GLMs¶

cumulative_logistic¶

class diamond.glms.cumulative_logistic.CumulativeLogisticRegression(train_df, priors_df, copy=False, test_df=None)[source]¶

Cumulative logistic regression model with arbitrary crossed random effects and known covariances

fit(formula, **kwargs)[source]¶

Fit the model specified by formula and training data

Keyword Arguments:
Parameters:	formula (string) – R-style formula expressing the model to fit. eg. $y \sim 1 + x + (1 + x \| group)$
	intercepts – array-like, optional. Initial values for intercepts. Must be monotonically increasing and have length == number of response levels minus one main – array-like, optional. Initial values for main effects. Must have length == number of main effects specified in formula kwargs – additional arguments passed to solver.fit
Returns:	dict of parameter estimates with keys “intercepts”, “main”, and one key for each grouping factor

initialize(formula, **kwargs)[source]¶

Get ready to fit the model by parsing the formula, checking priors, and creating design, penalty, and Hessian matrices

Keyword Arguments:
Parameters:	formula (string) – R-style formula expressing the model to fit. eg. $y \sim 1 + x + (1 + x \| group)$
	kwargs – additional arguments to pass to solver.fit method

predict(new_df)[source]¶

Use the estimated model to make predictions. New levels of grouping factors are given fixed effects, with zero random effects

Parameters:	new_df (DataFrame) – data to make predictions on
Returns:	n x J matrix, where n is the number of rows of new_df and J is the number of possible response values. The (i, j) entry of this matrix is the probability that observation i realizes response level j.

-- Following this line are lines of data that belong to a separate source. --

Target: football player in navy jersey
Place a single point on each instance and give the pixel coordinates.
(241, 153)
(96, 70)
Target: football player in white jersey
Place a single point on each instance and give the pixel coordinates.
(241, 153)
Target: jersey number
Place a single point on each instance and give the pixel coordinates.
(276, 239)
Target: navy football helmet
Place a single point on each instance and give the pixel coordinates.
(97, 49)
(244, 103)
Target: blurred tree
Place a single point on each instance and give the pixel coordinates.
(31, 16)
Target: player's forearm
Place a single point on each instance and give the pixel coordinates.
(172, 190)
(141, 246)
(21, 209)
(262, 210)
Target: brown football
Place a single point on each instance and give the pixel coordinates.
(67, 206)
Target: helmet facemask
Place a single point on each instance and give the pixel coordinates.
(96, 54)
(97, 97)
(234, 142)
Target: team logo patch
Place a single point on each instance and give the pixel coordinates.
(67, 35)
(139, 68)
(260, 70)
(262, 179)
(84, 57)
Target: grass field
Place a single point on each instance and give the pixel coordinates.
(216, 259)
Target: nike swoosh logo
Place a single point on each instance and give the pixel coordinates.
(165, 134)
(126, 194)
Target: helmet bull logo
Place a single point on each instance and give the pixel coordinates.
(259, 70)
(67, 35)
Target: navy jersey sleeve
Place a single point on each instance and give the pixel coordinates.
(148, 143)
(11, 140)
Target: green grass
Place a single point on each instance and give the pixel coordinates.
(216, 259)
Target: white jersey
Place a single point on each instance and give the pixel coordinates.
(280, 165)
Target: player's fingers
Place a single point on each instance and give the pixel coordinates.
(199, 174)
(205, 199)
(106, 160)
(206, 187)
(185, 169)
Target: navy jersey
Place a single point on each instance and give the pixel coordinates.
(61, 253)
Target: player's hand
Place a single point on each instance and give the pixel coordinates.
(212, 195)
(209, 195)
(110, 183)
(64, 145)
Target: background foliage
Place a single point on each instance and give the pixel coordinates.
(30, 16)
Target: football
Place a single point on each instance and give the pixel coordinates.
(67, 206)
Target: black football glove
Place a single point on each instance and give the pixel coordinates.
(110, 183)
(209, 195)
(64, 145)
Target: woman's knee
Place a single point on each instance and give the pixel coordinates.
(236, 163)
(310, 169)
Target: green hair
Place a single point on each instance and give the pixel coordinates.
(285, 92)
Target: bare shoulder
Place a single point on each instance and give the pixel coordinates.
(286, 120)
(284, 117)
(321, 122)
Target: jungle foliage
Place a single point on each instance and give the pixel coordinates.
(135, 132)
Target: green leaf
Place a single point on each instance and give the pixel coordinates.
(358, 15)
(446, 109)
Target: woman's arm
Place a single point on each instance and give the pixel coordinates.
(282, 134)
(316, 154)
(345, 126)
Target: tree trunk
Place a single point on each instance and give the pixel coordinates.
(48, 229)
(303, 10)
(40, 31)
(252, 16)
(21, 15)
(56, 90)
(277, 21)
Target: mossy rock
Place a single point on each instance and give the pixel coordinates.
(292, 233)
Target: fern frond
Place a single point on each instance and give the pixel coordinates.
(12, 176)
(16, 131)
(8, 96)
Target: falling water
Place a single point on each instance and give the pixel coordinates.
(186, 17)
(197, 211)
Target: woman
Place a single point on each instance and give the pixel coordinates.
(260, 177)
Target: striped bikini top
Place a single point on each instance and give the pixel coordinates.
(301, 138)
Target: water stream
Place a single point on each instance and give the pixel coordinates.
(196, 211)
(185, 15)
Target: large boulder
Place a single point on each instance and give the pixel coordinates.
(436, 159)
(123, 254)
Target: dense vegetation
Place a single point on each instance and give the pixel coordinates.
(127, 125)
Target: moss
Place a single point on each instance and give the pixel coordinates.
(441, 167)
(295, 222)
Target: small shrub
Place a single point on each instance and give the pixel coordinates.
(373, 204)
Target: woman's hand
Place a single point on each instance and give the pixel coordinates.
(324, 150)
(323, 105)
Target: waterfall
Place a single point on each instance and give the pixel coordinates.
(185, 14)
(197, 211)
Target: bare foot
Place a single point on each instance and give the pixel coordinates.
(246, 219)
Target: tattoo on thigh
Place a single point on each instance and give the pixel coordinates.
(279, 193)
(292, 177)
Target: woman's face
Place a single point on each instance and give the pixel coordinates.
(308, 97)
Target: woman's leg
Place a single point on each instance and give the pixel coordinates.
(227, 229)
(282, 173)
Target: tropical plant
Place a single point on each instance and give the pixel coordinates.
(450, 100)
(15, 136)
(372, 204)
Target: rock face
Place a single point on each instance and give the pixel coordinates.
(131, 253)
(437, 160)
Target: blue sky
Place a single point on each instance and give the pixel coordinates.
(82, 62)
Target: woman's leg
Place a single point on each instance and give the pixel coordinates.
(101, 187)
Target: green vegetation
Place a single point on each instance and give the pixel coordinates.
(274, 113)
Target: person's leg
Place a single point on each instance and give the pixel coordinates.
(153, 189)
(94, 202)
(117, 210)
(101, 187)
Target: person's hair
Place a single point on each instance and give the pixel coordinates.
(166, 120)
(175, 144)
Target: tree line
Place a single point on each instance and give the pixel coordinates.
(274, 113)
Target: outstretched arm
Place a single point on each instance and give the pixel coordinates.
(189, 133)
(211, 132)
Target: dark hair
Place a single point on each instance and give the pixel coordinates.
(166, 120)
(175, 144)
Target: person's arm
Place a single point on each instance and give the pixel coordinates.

class diamond.glms.glm.GLM(train_df, priors_df, copy=False, test_df=None)[source]¶

Bases: object

Binary or cumulative logistic regression model with arbitrary crossed random effects and known covariance

Initialize a diamond model

Parameters:

train_df (DataFrame) – DataFrame to estimate the model parameters with
priors_df (DataFrame) – Covariance matrix to use for regularization. Format is | group | var1 | var2 | vcov | where group represents the grouping factor, var1 and var2 specify the row and column of the covariance matrix, and vcov is a scalar for that entry of the covariance matrix. Note that if var2 is NULL, vcov is interpreted as the diagonal element of the covariance matrix for var1
copy (boolean) – Make a copy of train_df. If False, new columns will be created and the index will be reset.
test_df (DataFrame) – This is used to make predictions.

Returns:

Object (GLM)

initialize(formula, **kwargs)[source]¶

Get ready to fit the model by parsing the formula, checking priors, and creating design, penalty, and Hessian matrices

Keyword Arguments:
Parameters:	formula (string) – R-style formula expressing the model to fit. eg. $y \sim 1 + x + (1 + x \| group)$
	kwargs – additional arguments to pass to fit method

predict(new_df)[source]¶

Obtain predictions from a fitted diamond object. New levels of grouping factors are given fixed effects, with zero random effects

Parameters:	new_df (DataFrame) – data to make predictions on
Returns:	predictions, whose length is equal to the number of rows of the supplied DataFrame
Return type:	array_like

class diamond.glms.logistic.LogisticRegression(train_df, priors_df, copy=False, test_df=None)[source]¶

Logistic regression model with arbitrary crossed random effects and known covariances

fit(formula, **kwargs)[source]¶

Fit the model specified by formula and training data

Keyword Arguments:
Parameters:	formula (string) – R-style formula expressing the model to fit. eg. $y \sim 1 + x + (1 + x \| group)$
	kwargs – additional arguments passed to solver
Returns:	dict of estimated parameters

predict(new_df)[source]¶

Use estimated coefficients to make predictions on new data

Parameters:	new_df (DataFrame) –
Returns:	array-like. Predictions on the response scale, i.e. probabilities

refit(**kwargs)[source]¶

Update a fitted model. Any kwargs not supplied will be reused from original call to self.fit()